Colorado raised its forecast for 2014 tax revenue from recreational and medical pot to $134m, well above the previous estimate of $67m. On Monday, the state said it collected $2m in taxes on recreational sales in January.

Washington, where sales are set to begin in the coming months, is expecting to take in $129m in taxes this year. Arcview, a cannabis investor network, projects that the national legal market will reach $2.6bn in sales this year.

The jobs fair is the latest bid for legitimacy by an industry still emerging from the shadows. Twenty US states and the District of Columbia allow medical marijuana, but Colorado and Washington are so far the only two to permit “adult use” sales.

“We know job seekers will be pleasantly surprised at the number of well-paying, mainstream positions with comparable compensation that are available,” Mr Mitchem says.

OpenVape, which sells vaporiser pens that heat cannabis oil, using technology similar to electronic cigarettes, employs 125 people and is looking to hire more than 100 additionally this year.

‘The opportunity to be a sponsor allows us to demonstrate to the public how responsible this industry truly is’
- Todd Mitchem of OpenVape

The company is staking out a prominent role in Colorado. It recently moved into a 6,000 sq ft space in downtown Denver formerly occupied by an advertising company.

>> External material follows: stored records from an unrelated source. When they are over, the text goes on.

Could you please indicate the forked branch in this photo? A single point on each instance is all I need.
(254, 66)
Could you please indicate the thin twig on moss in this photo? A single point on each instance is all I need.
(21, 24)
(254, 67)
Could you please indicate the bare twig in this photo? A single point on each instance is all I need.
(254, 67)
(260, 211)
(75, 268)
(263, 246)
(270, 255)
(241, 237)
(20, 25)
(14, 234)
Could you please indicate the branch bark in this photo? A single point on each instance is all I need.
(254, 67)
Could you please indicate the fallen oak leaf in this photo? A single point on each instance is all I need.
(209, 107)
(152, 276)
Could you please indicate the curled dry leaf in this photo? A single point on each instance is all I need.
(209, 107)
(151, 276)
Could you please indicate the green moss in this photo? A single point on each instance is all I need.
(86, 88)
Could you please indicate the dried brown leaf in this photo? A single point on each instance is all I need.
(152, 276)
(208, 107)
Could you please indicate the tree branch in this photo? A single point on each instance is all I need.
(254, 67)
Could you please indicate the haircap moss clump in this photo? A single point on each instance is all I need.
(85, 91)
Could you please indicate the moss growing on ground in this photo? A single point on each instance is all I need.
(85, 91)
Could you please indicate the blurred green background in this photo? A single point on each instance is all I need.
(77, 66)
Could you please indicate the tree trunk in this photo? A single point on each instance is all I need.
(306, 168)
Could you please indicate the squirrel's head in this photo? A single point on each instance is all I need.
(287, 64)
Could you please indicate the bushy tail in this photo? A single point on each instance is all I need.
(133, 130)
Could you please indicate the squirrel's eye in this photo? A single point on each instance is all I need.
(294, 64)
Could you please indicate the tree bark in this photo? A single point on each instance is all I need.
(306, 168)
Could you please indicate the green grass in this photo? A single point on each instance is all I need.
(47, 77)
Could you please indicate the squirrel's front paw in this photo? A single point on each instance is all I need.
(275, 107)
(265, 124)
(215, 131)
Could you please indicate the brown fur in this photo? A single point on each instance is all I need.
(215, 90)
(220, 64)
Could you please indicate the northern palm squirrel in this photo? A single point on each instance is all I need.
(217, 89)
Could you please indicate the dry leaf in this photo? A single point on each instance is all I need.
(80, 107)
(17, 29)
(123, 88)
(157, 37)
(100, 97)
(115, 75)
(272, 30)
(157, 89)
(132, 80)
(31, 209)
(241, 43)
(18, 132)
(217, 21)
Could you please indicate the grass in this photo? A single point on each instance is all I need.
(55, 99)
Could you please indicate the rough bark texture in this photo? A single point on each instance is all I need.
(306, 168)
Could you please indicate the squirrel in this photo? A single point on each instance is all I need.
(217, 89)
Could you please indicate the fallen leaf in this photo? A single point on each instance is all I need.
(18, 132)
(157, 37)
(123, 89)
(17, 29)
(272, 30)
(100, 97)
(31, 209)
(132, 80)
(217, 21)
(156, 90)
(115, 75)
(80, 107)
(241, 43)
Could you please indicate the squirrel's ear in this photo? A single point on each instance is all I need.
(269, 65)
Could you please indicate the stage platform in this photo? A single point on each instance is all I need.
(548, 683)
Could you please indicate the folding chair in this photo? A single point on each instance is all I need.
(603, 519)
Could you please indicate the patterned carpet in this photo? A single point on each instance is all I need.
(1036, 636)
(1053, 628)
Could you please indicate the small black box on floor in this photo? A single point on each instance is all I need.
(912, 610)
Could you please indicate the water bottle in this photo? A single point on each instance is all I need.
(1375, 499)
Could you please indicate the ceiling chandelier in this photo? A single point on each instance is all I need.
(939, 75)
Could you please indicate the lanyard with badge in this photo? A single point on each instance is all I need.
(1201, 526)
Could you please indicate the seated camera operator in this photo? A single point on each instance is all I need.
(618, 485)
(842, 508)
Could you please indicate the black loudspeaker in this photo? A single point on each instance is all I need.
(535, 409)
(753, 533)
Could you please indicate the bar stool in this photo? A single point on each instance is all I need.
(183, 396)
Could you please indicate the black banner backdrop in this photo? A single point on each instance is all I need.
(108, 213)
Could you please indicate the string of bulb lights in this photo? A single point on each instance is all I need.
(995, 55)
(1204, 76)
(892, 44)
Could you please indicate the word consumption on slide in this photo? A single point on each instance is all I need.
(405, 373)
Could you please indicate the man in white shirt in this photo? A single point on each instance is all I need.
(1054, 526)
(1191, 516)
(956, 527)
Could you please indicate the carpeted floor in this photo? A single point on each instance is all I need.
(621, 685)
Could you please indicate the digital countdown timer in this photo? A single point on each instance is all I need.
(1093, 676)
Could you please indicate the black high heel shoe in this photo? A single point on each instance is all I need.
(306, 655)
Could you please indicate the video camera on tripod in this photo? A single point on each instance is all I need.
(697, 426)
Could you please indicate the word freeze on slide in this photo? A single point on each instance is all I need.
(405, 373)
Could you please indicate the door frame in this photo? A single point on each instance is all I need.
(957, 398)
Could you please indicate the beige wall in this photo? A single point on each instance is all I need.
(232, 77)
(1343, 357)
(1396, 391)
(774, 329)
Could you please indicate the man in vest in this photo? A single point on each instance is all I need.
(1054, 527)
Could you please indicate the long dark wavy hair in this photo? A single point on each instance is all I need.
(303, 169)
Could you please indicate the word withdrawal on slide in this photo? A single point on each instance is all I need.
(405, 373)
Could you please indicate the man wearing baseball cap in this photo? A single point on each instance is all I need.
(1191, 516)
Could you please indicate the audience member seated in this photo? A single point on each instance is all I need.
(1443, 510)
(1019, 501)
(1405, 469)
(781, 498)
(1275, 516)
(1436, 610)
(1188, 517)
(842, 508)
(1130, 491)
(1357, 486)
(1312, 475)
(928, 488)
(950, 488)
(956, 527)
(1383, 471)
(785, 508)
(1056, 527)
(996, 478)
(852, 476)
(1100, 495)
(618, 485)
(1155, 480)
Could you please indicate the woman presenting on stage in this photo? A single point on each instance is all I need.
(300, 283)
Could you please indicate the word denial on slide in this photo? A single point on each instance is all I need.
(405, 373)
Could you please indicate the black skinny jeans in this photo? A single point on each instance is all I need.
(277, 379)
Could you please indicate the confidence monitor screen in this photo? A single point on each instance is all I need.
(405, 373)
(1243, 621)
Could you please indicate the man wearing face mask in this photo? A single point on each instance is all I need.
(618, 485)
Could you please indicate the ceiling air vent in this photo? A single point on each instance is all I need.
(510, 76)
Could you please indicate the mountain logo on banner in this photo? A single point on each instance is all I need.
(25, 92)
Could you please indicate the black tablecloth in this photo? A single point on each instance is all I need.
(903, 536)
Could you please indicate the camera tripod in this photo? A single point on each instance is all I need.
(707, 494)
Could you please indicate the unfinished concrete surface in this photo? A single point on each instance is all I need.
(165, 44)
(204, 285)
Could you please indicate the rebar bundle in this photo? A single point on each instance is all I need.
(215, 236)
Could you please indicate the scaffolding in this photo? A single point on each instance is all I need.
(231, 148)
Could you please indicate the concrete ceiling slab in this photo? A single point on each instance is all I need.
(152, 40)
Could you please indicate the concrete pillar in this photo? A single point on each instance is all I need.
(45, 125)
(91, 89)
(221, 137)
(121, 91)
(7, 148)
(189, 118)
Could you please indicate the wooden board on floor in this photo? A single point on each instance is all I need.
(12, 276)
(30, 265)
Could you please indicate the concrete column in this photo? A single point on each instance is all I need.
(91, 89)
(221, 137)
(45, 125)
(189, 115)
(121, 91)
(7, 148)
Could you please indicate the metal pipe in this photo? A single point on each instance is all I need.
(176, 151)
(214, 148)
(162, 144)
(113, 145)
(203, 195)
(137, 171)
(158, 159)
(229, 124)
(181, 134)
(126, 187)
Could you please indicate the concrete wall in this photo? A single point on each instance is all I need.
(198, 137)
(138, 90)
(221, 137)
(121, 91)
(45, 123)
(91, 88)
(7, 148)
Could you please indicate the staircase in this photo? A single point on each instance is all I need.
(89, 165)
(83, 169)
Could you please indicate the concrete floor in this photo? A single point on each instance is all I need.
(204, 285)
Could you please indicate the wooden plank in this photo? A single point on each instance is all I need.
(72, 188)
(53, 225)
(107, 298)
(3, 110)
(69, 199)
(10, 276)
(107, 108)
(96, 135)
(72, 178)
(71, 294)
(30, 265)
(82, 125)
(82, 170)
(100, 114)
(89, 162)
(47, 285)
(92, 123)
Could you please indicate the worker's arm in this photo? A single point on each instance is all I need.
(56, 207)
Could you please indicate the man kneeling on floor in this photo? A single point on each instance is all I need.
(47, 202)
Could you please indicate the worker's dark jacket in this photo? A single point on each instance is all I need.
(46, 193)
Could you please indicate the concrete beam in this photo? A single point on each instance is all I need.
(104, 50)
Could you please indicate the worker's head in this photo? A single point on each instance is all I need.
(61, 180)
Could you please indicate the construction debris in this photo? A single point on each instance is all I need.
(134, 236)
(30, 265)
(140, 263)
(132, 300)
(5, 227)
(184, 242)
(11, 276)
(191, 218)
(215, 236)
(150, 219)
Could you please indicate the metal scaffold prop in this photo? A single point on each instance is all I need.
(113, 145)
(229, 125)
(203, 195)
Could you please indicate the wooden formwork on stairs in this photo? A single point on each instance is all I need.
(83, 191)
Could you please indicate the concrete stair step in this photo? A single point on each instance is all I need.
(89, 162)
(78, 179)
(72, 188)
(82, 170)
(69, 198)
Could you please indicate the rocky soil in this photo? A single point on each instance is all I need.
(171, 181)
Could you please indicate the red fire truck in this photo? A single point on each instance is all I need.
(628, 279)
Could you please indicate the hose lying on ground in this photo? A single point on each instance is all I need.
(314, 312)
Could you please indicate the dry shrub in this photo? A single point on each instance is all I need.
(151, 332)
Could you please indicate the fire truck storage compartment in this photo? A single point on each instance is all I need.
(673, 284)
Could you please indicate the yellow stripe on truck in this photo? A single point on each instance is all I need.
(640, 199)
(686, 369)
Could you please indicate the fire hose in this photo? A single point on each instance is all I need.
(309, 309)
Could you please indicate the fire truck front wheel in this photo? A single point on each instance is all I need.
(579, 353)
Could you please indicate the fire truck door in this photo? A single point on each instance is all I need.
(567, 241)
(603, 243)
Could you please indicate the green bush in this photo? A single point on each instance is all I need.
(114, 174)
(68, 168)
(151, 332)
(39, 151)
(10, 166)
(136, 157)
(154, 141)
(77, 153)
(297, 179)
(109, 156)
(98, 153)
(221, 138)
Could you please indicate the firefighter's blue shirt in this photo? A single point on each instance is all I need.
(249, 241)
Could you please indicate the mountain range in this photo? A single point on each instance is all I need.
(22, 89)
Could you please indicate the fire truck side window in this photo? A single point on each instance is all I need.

Exposed brick, skylights and walls painted purple, orange and green – the colours used to market its different strains of cannabis – make it feel more like a start-up tech company’s headquarters than the industrial spaces that house many of the state’s marijuana businesses.

In August, OpenVape is sponsoring the annual Denver County Fair, alongside Whole Foods, the grocery chain, the Telemundo Denver television station and the local chapter of 4-H, a US government-backed youth development group.

“The opportunity to be a sponsor allows us to demonstrate to the public how responsible this industry truly is,” Mr Mitchem says.

The company knows its target market – it sent representatives to the X Games extreme sports competition in Aspen, Colorado, although Mr Mitchem says it is no longer allowed to give away sample products – but is also working to change the stereotypes associated with pot smokers.

It is introducing new products, including skin creams, to appeal to consumers who are not interested in lighting up a joint.

Interest in alternatives to smoking marijuana is growing among recreational and medical users alike. Arcview’s research has found new customers are flocking to products like vaporisers, edibles, infused lotions and even pills that dissolve in the mouth, and in turn, companies that extract cannabis oil and make accessories and equipment are seeing surging demand.

“The most profitable business is accessories,” says Garyn Angel, a Florida-based entrepreneur behind Magical Butter, an $175 appliance that infuses liquids with botanical ingredients such as marijuana. The company sold three months worth of inventory in the first 12 days of this year after shipping 10,000 units in 2013, he says, and is raising a new round of funding to boost production.

The cannabis oil that is OpenVape’s key ingredient is produced across town at Organa Labs, in a 2,000 sq ft building where the smell of marijuana is overpowering. Several employees are 20-somethings sporting dreadlocks.

Organa Labs was founded in 2010 by Ralph and Heidi Morgan, a married couple with medical backgrounds, and started off making medical marijuana products.

Inside, a worker uses a handheld blowtorch to heat balloon flasks filled with a dark, syrupy liquid. Through another doorway is a room echoing with the drones and bangs of air compressors feeding an extractor that pushes liquid carbon dioxide through cannabis trimmings, forcing out the potent oil.

It takes 1,000 pounds of trim to produce six beakers of a waxy brown substance that will be turned into a lotion users can rub into their skin for pain relief and a mild high.

Production of cartridges for OpenVape pens grew 1,600 per cent in 2013 – and Mr Morgan estimates it jumped another 1,000 per cent in the first two months of legal sales. In January, the lab was running 24 hours a day to keep up.

Soon, Organa Labs will expand its production line in a much larger space in a 160,000 sq ft facility OpenVape is building on 12 acres in northern Denver. “We’re in uncharted territory,” Mr Morgan says.